When most of us think of summer, we think of swimming, hiking and family get-togethers, but if you work in the Streets Department, you think about road resurfacing. Many products used to build and maintain roads do not work well in cold temperatures, so summer becomes prime road construction time. If you have driven around the city lately, you will have noticed several projects designed to make your travel more pleasant and safe.
There are many different treatments that the Streets Department uses to maintain roads and to help them last as long as possible. The type of resurfacing is based on several factors including the age of the original surface, the type of damage, and the amount of traffic. The goal of road maintenance is to protect the original asphalt from wear. Crack seal is the first line of defense and the city routinely spends $150,000-$200,000 a year on crack seal alone. Neighborhood streets will often receive a treatment called “fog seal” while busier roads use slurry seal. The upper part of 1200 East was recently slurry sealed at a cost of $70,000.
The best and most cost-effective treatment for resurfacing roads is called chip seal. Contractors lay down a slurry layer and then spread small rock chips on top. Over time the chips are embedded into the slurry and provide an excellent protective layer for the road, but this treatment is very unpopular with drivers and home-owners, so it is generally reserved for heavily used roads.
Lehi is fairly lucky, according to Streets Department Head Wade Allred, because about 80% of the roads are only 10-15 years old. The budget for road maintenance is about one million dollars a year, which sounds substantial, but when a slurry treatment on part of 1200 East takes almost 10% of the budget, it is easy to understand why some roads have not been treated.

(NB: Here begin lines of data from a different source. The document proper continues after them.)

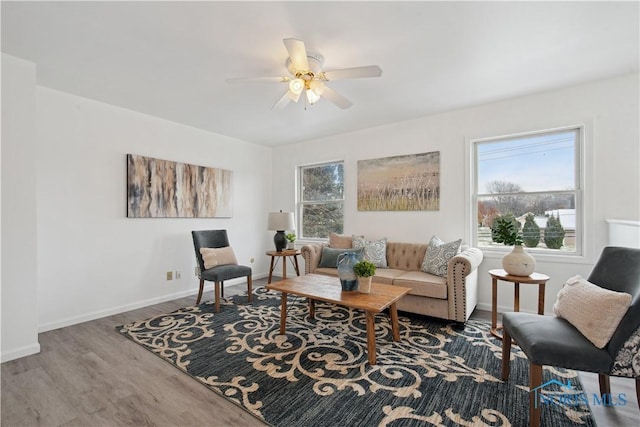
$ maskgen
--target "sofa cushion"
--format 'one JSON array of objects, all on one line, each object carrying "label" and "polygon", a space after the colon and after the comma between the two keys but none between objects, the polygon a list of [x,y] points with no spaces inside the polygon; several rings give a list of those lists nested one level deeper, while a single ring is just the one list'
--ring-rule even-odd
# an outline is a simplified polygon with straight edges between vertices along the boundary
[{"label": "sofa cushion", "polygon": [[426,243],[387,242],[387,267],[399,270],[420,270]]},{"label": "sofa cushion", "polygon": [[411,295],[447,299],[447,279],[422,271],[405,271],[393,280],[394,286],[411,288]]},{"label": "sofa cushion", "polygon": [[376,283],[382,283],[384,285],[393,284],[393,280],[406,273],[404,270],[396,270],[394,268],[380,268],[376,270],[375,276],[373,276],[373,281]]},{"label": "sofa cushion", "polygon": [[362,236],[353,236],[353,247],[364,248],[364,259],[376,267],[387,268],[387,238],[365,240]]},{"label": "sofa cushion", "polygon": [[425,273],[445,277],[449,260],[458,254],[461,244],[462,239],[445,243],[438,236],[431,237],[420,269]]},{"label": "sofa cushion", "polygon": [[345,252],[355,252],[358,258],[362,258],[363,249],[334,249],[325,246],[322,248],[322,256],[318,267],[336,268],[338,266],[338,256]]}]

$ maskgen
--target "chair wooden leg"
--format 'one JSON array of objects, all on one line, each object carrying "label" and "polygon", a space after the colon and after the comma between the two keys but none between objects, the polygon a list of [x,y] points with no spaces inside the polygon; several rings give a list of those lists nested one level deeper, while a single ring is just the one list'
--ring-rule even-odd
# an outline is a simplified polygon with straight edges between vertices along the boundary
[{"label": "chair wooden leg", "polygon": [[529,427],[540,427],[540,405],[538,393],[533,390],[542,385],[542,365],[529,363]]},{"label": "chair wooden leg", "polygon": [[506,329],[502,330],[502,381],[509,379],[511,371],[511,336]]},{"label": "chair wooden leg", "polygon": [[600,383],[600,396],[605,394],[611,395],[611,382],[609,381],[609,375],[598,374],[598,382]]},{"label": "chair wooden leg", "polygon": [[200,279],[200,290],[198,291],[198,299],[196,300],[196,305],[200,304],[200,300],[202,299],[203,289],[204,289],[204,280]]},{"label": "chair wooden leg", "polygon": [[220,282],[216,280],[215,285],[215,295],[216,295],[216,313],[220,312]]}]

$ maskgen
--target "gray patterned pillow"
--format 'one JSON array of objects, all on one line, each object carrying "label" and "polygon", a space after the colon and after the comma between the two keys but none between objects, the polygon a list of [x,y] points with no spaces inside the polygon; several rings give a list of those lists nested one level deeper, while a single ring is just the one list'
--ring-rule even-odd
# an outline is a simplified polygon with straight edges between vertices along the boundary
[{"label": "gray patterned pillow", "polygon": [[353,236],[353,247],[364,248],[364,259],[376,267],[387,268],[387,238],[369,241],[362,236]]},{"label": "gray patterned pillow", "polygon": [[458,254],[462,239],[455,242],[445,243],[438,236],[433,236],[427,246],[427,253],[424,254],[422,267],[425,273],[435,274],[445,277],[447,275],[447,264],[449,260]]}]

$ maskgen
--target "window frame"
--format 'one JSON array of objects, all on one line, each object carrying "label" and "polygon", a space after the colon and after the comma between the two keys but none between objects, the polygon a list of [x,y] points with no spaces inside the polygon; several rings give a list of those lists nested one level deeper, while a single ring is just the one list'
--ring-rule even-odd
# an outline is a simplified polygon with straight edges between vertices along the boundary
[{"label": "window frame", "polygon": [[[337,199],[332,199],[332,200],[321,200],[321,201],[304,201],[303,199],[303,192],[304,192],[304,186],[303,186],[303,170],[304,169],[311,169],[311,168],[317,168],[317,167],[322,167],[322,166],[326,166],[326,165],[333,165],[333,164],[341,164],[342,165],[342,199],[337,200]],[[337,203],[340,202],[342,203],[342,225],[343,225],[343,230],[344,230],[344,218],[345,218],[345,193],[346,193],[346,183],[345,183],[345,178],[346,178],[346,171],[345,171],[345,165],[346,162],[342,159],[337,159],[337,160],[329,160],[329,161],[324,161],[324,162],[319,162],[319,163],[308,163],[308,164],[304,164],[304,165],[298,165],[296,167],[296,173],[297,173],[297,179],[296,179],[296,213],[297,213],[297,217],[298,217],[298,221],[296,224],[296,234],[298,234],[298,240],[300,241],[306,241],[306,242],[326,242],[329,240],[329,236],[326,237],[308,237],[308,236],[304,236],[302,234],[303,232],[303,222],[304,222],[304,206],[306,204],[324,204],[324,203]]]},{"label": "window frame", "polygon": [[[499,258],[511,250],[509,246],[478,246],[477,215],[478,215],[478,164],[477,164],[477,144],[486,142],[498,142],[509,139],[517,139],[541,134],[557,133],[568,130],[577,131],[575,146],[575,189],[569,191],[542,191],[525,192],[524,194],[552,194],[552,193],[573,193],[575,194],[576,211],[576,244],[575,252],[564,252],[546,248],[527,248],[537,260],[550,262],[575,262],[589,263],[593,254],[593,230],[589,227],[592,223],[592,204],[588,191],[591,188],[591,123],[584,121],[582,124],[564,125],[550,127],[546,129],[529,130],[524,132],[509,133],[498,136],[467,137],[466,158],[467,158],[467,179],[466,179],[466,202],[465,211],[469,215],[465,225],[465,235],[471,245],[477,247],[489,258]],[[485,194],[484,192],[482,194]],[[523,193],[518,193],[523,194]]]}]

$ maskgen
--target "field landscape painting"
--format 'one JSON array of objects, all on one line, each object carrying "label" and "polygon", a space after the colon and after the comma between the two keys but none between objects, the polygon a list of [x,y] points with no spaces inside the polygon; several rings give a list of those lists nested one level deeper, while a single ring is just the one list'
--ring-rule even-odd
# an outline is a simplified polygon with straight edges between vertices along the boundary
[{"label": "field landscape painting", "polygon": [[439,151],[358,161],[359,211],[439,209]]},{"label": "field landscape painting", "polygon": [[229,218],[230,170],[127,154],[127,217]]}]

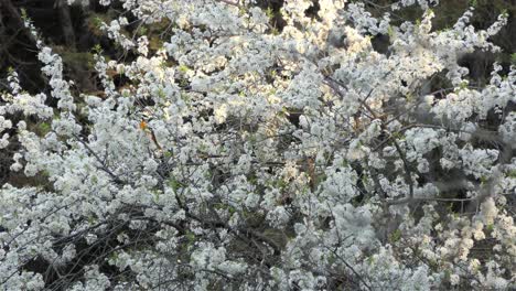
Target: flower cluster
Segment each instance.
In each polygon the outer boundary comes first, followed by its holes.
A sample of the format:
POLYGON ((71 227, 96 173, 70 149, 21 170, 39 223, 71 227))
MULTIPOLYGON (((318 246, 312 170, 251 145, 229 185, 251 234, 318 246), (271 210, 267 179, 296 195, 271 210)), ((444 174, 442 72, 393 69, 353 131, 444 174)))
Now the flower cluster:
POLYGON ((438 1, 393 6, 424 10, 398 25, 303 0, 278 29, 255 1, 120 2, 103 29, 136 56, 96 55, 100 96, 74 96, 41 42, 50 96, 9 76, 0 148, 45 183, 0 188, 3 289, 516 287, 516 67, 473 87, 458 63, 498 50, 506 17, 434 31, 438 1), (128 37, 128 14, 171 37, 128 37))

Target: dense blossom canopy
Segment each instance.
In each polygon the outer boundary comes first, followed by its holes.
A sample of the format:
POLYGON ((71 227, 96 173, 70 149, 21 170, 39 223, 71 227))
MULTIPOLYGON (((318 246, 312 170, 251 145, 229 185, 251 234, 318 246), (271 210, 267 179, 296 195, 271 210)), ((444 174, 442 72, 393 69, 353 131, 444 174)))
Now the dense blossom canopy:
POLYGON ((2 290, 515 287, 516 67, 471 86, 458 62, 507 15, 437 31, 437 1, 288 0, 276 28, 251 0, 119 2, 101 29, 135 57, 97 52, 98 96, 25 23, 52 90, 10 74, 0 148, 47 183, 0 190, 2 290), (393 21, 407 6, 421 20, 393 21), (163 22, 158 50, 121 32, 163 22))

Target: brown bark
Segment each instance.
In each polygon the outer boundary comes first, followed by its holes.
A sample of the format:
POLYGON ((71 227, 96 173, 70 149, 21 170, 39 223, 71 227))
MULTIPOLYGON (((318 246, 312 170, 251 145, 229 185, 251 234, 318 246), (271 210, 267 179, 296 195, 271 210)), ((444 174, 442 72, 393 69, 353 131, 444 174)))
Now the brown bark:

In Lehi there are several ways that road projects are funded. Any roads that are state owned such as Timpanogos Highway, Pioneer Crossing, or 2100 North, rely on funding from UDOT for upkeep and maintenance. These funds come from the Utah Fuel Tax, a small percentage of tax from vehicle sales, and Federal Funding. Lehi City is responsible for all the other streets in town which adds up to about 236 center line miles or 480 lane miles.
Tax revenues fund the bulk of road projects in Lehi City. Special grants are sometimes available from entities like the Mountainland Association of Governments to deal with specific projects, but they require an application and approval and are not a guaranteed source of income. Class B and C Road Funds are distributed by the state based on the lane miles of road within the community and come from the taxes on fuel. Lehi receives these funds every year and they supplement our local sales tax dollars.
Infrastructure adequacy is a worry for many Lehi residents, and roads are a large part of that issue. Roads deteriorate quickly in heavy use and the need for transportation improvements continuously outpaces available funding. Challenges are compounded by a fast-growing community, cost increases in paving products, and more cost efficient cars—lowering the amount of tax dollars collected.